To investigate BHV-1310  clearance of human IgG through ASGPR mediated hepatic degradation in a murine mouse model. 

Up to 10% of the population is affected by autoimmune diseases, many of which are associated with pathogenic autoantibodies. IgG targeting therapeutics are now approved for a variety of neurological disorders. However, available IgG reducing therapeutics have suboptimal pharmacology and pharmacodynamic effects, cannot be co-administered with antibody therapeutics and have mechanism-based tolerability challenges. BHV-1310 is a bispecific extracellular degrader engineered to rapidly deplete IgG via ASGPR-mediated hepatic lysosomal degradation. BHV-1310 offers mechanistic advantages including fast IgG-lowering; short time to maximal effect; brief exposure period; potential for reduced immunogenicity and immunosuppression given selectivity against IgG3, and co-administration with biologics. 

Athymic nude mice, pre-exposed to human IgG, received vehicle control or BHV-1310 IV or SC up to 10 mg/kg.

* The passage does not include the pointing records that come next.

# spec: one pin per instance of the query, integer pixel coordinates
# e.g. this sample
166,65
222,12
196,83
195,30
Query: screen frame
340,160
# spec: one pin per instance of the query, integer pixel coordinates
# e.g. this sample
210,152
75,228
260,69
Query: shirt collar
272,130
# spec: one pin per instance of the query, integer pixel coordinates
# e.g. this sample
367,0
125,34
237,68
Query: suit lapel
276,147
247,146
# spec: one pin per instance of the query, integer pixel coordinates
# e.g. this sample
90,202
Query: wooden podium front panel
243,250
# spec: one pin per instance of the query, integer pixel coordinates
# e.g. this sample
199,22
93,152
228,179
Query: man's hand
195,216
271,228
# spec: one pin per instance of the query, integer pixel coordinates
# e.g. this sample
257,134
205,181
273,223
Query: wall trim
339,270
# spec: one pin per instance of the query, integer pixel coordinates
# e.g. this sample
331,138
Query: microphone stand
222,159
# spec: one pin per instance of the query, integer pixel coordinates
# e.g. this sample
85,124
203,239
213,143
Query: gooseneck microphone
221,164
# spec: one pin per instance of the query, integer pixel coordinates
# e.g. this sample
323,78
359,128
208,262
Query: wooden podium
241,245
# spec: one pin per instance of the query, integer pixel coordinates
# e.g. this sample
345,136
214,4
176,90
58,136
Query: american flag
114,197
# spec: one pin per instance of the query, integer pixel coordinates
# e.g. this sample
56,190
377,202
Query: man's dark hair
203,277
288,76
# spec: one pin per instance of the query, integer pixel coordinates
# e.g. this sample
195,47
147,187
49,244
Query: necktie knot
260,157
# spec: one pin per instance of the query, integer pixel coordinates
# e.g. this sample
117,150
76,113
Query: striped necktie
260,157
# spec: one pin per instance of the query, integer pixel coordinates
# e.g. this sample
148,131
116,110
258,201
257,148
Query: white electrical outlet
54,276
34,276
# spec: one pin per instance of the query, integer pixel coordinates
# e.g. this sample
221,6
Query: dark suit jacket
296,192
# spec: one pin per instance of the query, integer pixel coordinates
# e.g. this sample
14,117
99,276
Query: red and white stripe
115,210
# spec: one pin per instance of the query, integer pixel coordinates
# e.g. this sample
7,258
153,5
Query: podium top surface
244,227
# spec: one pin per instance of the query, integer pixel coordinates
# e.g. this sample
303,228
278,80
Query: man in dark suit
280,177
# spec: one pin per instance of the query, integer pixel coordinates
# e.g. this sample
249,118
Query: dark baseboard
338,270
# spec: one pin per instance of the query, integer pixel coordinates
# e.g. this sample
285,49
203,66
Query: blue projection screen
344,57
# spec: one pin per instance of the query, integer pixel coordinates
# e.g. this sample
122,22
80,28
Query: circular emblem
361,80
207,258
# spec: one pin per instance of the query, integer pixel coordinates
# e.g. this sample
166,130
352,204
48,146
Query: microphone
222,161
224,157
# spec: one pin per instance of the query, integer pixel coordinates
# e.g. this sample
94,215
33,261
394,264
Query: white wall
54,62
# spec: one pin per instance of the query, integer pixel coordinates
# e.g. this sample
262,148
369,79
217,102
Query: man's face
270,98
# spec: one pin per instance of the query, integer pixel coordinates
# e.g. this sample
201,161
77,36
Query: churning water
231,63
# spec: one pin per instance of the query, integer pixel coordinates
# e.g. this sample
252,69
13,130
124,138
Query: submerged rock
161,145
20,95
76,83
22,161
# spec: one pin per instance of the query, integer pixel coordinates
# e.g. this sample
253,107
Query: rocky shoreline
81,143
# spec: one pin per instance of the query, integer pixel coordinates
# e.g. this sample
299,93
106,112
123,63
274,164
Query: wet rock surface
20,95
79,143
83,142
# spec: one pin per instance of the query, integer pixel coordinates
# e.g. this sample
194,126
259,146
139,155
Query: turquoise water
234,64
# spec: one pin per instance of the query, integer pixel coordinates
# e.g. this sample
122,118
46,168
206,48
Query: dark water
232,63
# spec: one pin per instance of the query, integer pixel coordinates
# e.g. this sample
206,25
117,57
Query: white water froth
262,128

Plasma and tissues were harvested at various time points up to 48 hrs after dosing and IgG levels were evaluated by MSD or immunofluorescence respectively. Anti-human IgG, phalloidin, DAPI, LAMP-1, CD31, and ??-bungarotoxin were used for immunofluorescence studies.

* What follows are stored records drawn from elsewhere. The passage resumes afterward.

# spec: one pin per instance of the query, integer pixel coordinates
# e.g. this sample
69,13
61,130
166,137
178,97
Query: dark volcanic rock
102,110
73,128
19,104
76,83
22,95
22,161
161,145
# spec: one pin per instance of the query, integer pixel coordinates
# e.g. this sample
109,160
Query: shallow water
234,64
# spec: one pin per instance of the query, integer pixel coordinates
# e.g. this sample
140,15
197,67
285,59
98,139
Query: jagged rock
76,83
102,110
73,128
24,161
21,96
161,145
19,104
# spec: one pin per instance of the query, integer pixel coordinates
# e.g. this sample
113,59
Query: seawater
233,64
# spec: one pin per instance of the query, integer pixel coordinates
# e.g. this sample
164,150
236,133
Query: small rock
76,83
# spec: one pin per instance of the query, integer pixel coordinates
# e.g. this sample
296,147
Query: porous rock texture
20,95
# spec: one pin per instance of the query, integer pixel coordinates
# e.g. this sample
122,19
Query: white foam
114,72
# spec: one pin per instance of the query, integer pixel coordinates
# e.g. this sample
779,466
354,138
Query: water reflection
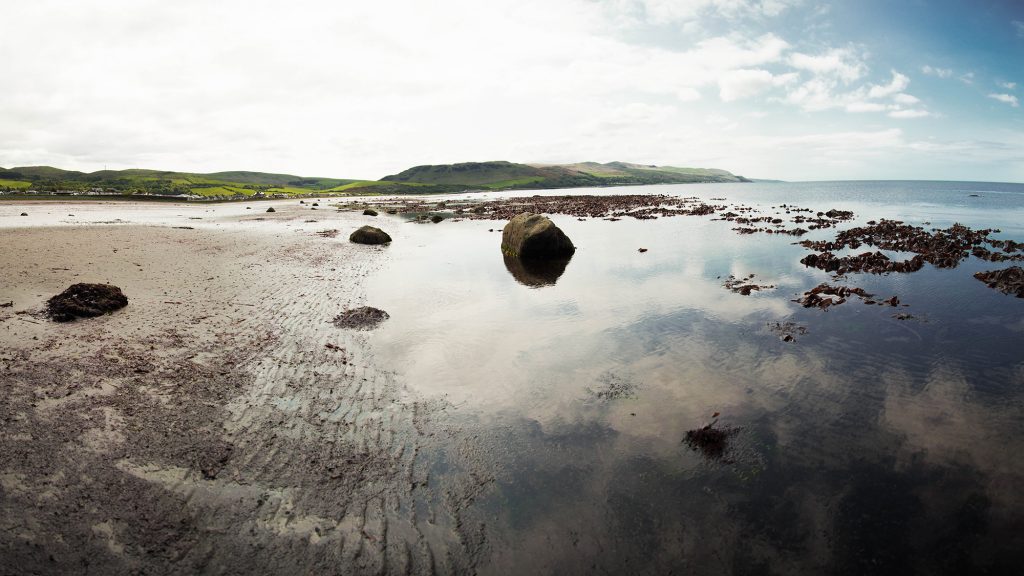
871,445
537,273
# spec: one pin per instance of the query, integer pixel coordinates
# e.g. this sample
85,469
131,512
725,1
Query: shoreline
208,425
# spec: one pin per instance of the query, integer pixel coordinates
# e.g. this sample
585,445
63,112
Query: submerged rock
363,318
537,272
85,300
370,235
1008,281
710,441
535,236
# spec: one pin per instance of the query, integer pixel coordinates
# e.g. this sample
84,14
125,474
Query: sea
873,440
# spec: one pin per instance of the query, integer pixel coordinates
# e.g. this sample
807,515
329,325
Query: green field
18,184
441,178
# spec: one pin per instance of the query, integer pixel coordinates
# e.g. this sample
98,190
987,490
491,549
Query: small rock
370,235
85,300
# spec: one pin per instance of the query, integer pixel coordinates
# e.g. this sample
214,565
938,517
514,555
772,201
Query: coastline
208,425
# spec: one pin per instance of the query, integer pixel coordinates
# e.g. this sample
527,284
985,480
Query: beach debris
1008,281
535,236
743,286
363,318
941,248
85,300
613,386
786,331
711,441
824,295
370,235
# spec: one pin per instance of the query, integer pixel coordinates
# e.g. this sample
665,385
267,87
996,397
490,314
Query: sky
787,89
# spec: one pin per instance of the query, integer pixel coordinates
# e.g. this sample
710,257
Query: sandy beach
219,423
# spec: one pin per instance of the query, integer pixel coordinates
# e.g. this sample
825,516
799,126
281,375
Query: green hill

Immunofluorescence showed IgG within hepatocyte cytosol, colocalized with the lysosomal compartment marker, LAMP-1. Immunofluorescent assessment of interstitial IgG showed effective BHV-1310 mediated clearance of IgG from liver (sinusoids and within hepatocytes), spleen (red and white pulp), kidney (tubules and glomeruli), brain (meninges and microvascular areas), muscle and neuromuscular junctions, spinal cord (meninges and white matter), bone marrow and adipose tissue. The kinetics of IgG reduction varied depending on the tissue, and spanned 1-48 hrs.

In this murine model, BHV-1310 mediated effective clearance of human IgG through ASGPR mediated hepatic degradation across several tissues and anatomical structures within 48 hours of administration. These findings underscore the therapeutic potential of BHV-1310 for both systemic and organ-specific autoimmune diseases.